Customer orders will be pulled from one or more e-commerce platforms, usually when the payment has been authorised. It should not be necessary for the WMS to receive any payment details beyond what is required to be printed on the customer paperwork that is despatched with the order.
The inventory level will be pushed to the e-commerce platform whenever stock levels change. The figure that is most relevant is the ‘available stock’ quantity, which is the unallocated stock available to fulfil future orders. It is typically the e-commerce platform that decides whether to take a product off sale or change the customer’s expectation about lead times, the WMS simply pushes a stock quantity.
In multi-channel environments the WMS might be configured to push an available stock figure of zero to some channels before the product is actually out of stock. This approach can prevent overselling when working with sales platforms that impose a delay on API data transfers. (see Time lags and performance considerations).
The WMS will push back order updates to the relevant e-commerce environment. The most important update is usually the despatch confirmation, which will contain the courier service used and any available tracking reference. Other intermediate order updates might also be generated but it’s often not clear how these should be mapped to the different order states supported within the e-commerce environment.
The e-commerce platform should be responsible for pushing despatch notification emails to your customers. This ensures they are in the same format as the original order confirmation email and reduces the number that will be wrongly identified as spam.
If the WMS needs to support split shipments the updates will need to contain information about the line items and quantities despatched in each shipment rather than just confirming that the order has been processed.

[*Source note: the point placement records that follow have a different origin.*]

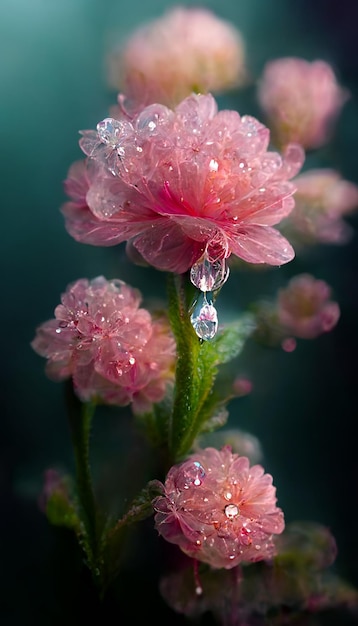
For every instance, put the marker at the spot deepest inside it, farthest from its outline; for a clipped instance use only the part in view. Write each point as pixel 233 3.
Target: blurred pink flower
pixel 301 100
pixel 113 350
pixel 219 510
pixel 304 307
pixel 184 185
pixel 186 50
pixel 321 200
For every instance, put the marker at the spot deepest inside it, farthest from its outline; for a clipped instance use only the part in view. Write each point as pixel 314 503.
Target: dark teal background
pixel 303 408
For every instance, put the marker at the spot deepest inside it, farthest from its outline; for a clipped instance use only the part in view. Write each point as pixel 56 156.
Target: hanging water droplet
pixel 204 317
pixel 192 474
pixel 208 276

The e-commerce environment will then need to create multiple despatches against the original order and push appropriate email updates to the customer for every despatch.

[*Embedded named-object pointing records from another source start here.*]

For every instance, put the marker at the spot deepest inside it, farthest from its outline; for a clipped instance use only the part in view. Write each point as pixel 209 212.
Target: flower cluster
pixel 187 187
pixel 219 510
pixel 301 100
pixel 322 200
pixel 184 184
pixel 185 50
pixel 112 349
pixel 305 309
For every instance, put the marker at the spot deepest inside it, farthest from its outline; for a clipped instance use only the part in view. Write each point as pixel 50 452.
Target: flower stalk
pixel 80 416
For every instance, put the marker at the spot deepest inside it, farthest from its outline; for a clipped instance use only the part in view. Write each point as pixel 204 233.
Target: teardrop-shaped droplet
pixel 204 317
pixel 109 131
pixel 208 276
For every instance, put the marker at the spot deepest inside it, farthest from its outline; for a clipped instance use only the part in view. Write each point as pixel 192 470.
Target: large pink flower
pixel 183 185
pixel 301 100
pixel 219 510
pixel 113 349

More complete e-commerce integration might include some or all of the following elements; cancellations, RMAs, return confirmations, stock levels for composite products, payment requests and order modifications.
Purchase order integration that links with the systems that place orders on suppliers can also offer significant benefits, particularly because it can provide the warehouse with a view of what stock is expected and can allow more efficient goods-inward processes to be supported.
Both areas are beyond the scope of this article but should follow the same general rules that are outlined above.